Internal radiation therapy uses needles or containers that are filled with radioactive material and placed inside your body near the tumor.
This type of radiation is also called brachytherapy.
There are 2 types of internal radiation therapy:
Intracavitary radiation. This uses radioactive material that is inside a cylindrical container or tube that is put in the vagina.
Interstitial radiation. This uses needles that contain radioactive material and are placed into the tumor and nearby tissues.
Brachytherapy. This is usually delivered in 1 of 2 ways. Low-dose rate (LDR) is generally over a period of 48 to 72 hours and requires a hospital stay. High-dose rate (HDR) is generally over a few hours and does not require a hospital stay.
Here’s how internal radiation works:
You may have tests ahead of time to determine where the radioactive material should be placed. Then, the radiation oncologist or gynecologic oncologist places radioactive material inside your vagina.
The material stays in place for a period of time to kill the abnormal cells. How long it stays in place varies, depending on the stage and location of your cancer as well as your overall treatment plan.
The doctor removes the radioactive material before you go home.

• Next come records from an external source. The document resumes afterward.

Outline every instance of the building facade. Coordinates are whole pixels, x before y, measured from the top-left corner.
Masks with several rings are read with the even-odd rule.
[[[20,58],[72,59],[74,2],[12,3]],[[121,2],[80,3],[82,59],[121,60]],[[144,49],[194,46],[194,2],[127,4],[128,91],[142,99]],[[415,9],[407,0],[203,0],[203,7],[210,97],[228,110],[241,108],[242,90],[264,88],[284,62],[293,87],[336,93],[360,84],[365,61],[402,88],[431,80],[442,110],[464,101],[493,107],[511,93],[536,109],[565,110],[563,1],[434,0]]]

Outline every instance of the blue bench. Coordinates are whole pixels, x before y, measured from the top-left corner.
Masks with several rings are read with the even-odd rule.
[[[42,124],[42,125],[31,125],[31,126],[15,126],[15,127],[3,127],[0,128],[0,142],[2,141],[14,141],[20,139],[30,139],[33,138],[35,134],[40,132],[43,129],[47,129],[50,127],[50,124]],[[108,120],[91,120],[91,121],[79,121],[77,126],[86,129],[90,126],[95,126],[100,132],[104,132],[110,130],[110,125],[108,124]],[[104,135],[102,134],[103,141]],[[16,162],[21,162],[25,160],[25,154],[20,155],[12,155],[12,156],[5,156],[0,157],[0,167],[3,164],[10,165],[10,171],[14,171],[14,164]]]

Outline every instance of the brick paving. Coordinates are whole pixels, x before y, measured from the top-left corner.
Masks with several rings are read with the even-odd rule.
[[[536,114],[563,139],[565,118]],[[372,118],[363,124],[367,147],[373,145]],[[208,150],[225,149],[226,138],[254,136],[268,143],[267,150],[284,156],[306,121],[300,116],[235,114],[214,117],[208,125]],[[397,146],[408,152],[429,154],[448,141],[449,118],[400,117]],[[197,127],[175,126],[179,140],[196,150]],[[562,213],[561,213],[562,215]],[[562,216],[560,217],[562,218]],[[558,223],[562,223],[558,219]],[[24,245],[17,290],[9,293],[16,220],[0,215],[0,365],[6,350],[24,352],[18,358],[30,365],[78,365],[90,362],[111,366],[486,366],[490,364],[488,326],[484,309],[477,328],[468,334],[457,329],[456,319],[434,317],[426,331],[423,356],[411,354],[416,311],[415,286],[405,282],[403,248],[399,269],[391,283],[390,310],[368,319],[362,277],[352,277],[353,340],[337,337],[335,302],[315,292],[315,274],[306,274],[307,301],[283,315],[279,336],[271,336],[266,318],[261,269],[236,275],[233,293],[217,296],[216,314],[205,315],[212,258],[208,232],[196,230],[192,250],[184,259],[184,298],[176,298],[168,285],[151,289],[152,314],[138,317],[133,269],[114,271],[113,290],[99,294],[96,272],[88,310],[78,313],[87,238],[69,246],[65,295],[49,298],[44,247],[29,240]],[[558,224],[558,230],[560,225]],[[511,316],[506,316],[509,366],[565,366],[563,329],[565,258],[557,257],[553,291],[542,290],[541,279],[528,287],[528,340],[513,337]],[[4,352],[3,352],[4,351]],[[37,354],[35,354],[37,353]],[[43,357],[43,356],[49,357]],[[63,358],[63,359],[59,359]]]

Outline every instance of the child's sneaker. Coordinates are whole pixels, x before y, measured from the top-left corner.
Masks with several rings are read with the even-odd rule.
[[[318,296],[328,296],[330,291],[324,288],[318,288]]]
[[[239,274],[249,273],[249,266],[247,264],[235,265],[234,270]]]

Radiation does not stay in your body after the treatment is done. You are not radioactive, so you do not pose a risk to those around you. However, while receiving treatment, your doctor may want you to remain a certain distance from visitors and refrain from having pregnant women and children come to visit. You should discuss any precautions needed with your health care provider prior to treatment.
Where you have the treatment and whether you stay in the hospital depends on your treatment plan and the facilities available in your area.